Notwithstanding, injured workers can sue other third parties for their negligent involvement in causing or contributing to their accident. Those parties might include the property owner, subcontractors, architects, engineers, general contractors, and inspectors, among many others.

While construction accidents can be sued under common law theories of general negligence, New York also provides legal protections to injured workers under Labor Law sections 200, 240(1) and 241(6). Labor Law §200 imposes a duty to provide a safe place to work and requires that workplaces be "constructed, equipped, arranged, operated and conducted as to provide reasonable and adequate protection."

Labor Law §240(1) imposes "absolute liability" on owners, general contractors and their agents to furnish specific safety devices which must be constructed, placed and operated to protect workers. Specifically, Labor Law §240(1) provides:

all contractors and owners and their agents, except owners of one and two-family dwellings who contract for but do not direct or control the work, in the erection, demolition, repairing, altering, painting, cleaning or pointing of a building or structure shall furnish or erect, or cause to be furnished or erected for the performance of such labor, scaffolding, hoists, stairs, ladders, slings, hangers, blocks, pulleys, braces, irons, ropes, and other devices which shall be so constructed, placed and operated as to give proper protection to a person so employed.

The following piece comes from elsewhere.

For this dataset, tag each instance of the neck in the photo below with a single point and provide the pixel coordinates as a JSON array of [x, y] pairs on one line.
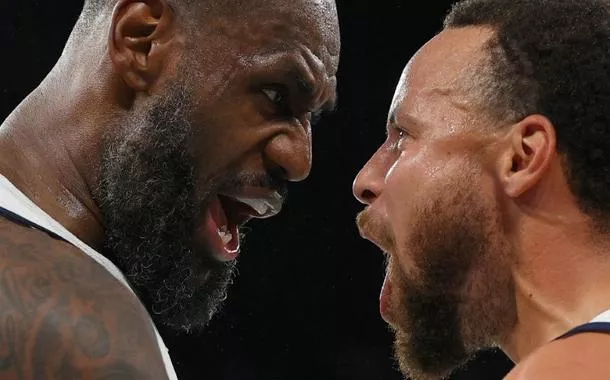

Owners, general contractors and their agents cannot insulate themselves from liability by avoiding authority and control over the work site. Labor Law §240(1) imposes liability without fault on the owner and general contractor who may be liable even in the absence of notice of an unsafe condition. In order to prevail under Labor Law §240(1), an worker must demonstrate that his/her injuries were proximately caused by a violation of Labor Law §240(1). However, a demonstration that the plaintiff's own conduct was the sole proximate cause of the accident, defeats plaintiff's claim. In other words, if a plaintiff's own improper use of a piece of equipment causes their accident, may bar their recovery in a lawsuit.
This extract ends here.